Su pecho se estremeció y una indudable fuerte electricidad la recorrió haciéndola soltar un pequeño jadeo. Empezó a caminar rápido y sabía que en cada paso que daba estaba más cerca... fue entonces cuando se dió cuenta que era verdad su corazonada... era él.

¡Es él! ¡Está aquí! ¡Está aquí! ¡Está aquí!

La pasividad se fue lejos junto con el retumbar tranquilo de su corazón. Primero empezó a caminar más rápido hasta que ya no fue suficiente y emprendió a correr, desesperada por llegar rápido y que no fuera una mentira. Emocionada porque al fin lo conocería. Al fin dejaría atrás el estarse ocultando y ella podría, podría… podría abrazarlo hasta que esa calidez en su pecho se volviera tan fuerte que sería imposible siquiera pensar que él no existía.

Así que, por favor... por favor, no te marches… por favor.

Y cuando estaba tan cerca que podía distinguir su silueta en medio de las sombras de la nieve y el oscuro atardecer, sintió que era jalada por unas garras, cómo si sueño de pronto se hubiera vuelto una pesadilla. Quizás se hubiera creído eso, antes, con todo ese revoltijo que había en su mente, pero ahora era diferente, así que siguió caminando hasta estar a menos de un metro de distancia.

Fue entonces que cayó en cuenta de algo que era obvio desde el principio, este no era su sueño lucido, le pertenecía a él y de alguna manera ella se había colado dentro, a juzgar por su sorpresa y el pequeño paso que dió hacia atrás.

¿Cómo es que pude llegar hasta aquí?

Me sorprende que me haya deja... do... esas eran sus garras, quería llevarme de vuelta.
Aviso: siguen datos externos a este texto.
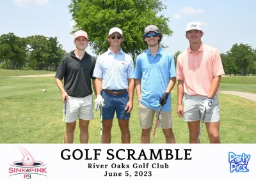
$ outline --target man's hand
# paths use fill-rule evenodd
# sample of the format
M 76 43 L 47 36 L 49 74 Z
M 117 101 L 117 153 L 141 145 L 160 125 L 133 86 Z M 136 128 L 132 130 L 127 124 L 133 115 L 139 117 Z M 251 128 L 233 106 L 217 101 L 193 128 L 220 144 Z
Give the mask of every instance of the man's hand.
M 207 98 L 204 102 L 204 111 L 206 110 L 206 112 L 209 112 L 209 110 L 212 108 L 212 98 Z
M 177 113 L 180 117 L 183 117 L 183 107 L 182 105 L 178 105 L 178 106 L 177 107 Z
M 125 107 L 126 113 L 131 113 L 132 110 L 132 108 L 133 108 L 133 102 L 130 101 L 126 105 Z
M 104 99 L 101 95 L 97 96 L 96 99 L 94 101 L 95 103 L 95 110 L 96 111 L 98 111 L 100 109 L 100 107 L 104 106 Z
M 65 99 L 67 100 L 68 98 L 68 93 L 66 92 L 66 91 L 64 91 L 62 94 L 61 94 L 61 98 L 62 98 L 62 101 L 65 101 Z
M 162 98 L 160 98 L 160 100 L 159 100 L 160 105 L 163 106 L 165 105 L 165 103 L 166 103 L 168 95 L 169 95 L 168 93 L 164 92 L 164 94 L 163 95 Z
¿Por qué? ¿Por qué? ¿Por qué?

¿No le agrada? ¿Eso es siquiera posible?

Tal vez solo me protege de algo… pero, ¿qué?

Él no quería dejarse ver aún, algo dolió mucho en su pecho al saberlo.

¿Por qué? ¿Por qué? ¿Por qué?

Estaban ahí, a unos cuantos pasos uno del otro, tan cerca de su pecho y sus brazos, pero por él, todo eso parecía a miles de kilómetros.

¿Por qué? ¿Por qué? ¿Por qué?

La duda acrecentó, en vez de irse, cuando, esta vez, no retrocedió y dió un par de pasos hacia ella. Ahora podía distinguirlo mejor, pero aún no podía decir bien como era.

—¿Eres... real? —dijo con duda y una esperanza que le pareció ácida.

¿Cuánto... ? ¿Cuánto tiempo? ¿Cuánto tiempo has pasado así?

Un recorrido de emociones se degustaba con su cuerpo. Sus manos estaban tensas envueltas en puños, sus pies estaban totalmente rígidos en la nieve, su barbilla daba pequeños temblores y sus ojos, al igual que su boca estaban semi abiertos con una dureza que le provocaba un dolor sordo en la nuca.

¿Por cuánto? ¡¿Por cuánto tiempo?! Por Izard… ¿por cuánto tiempo ha sido esto así?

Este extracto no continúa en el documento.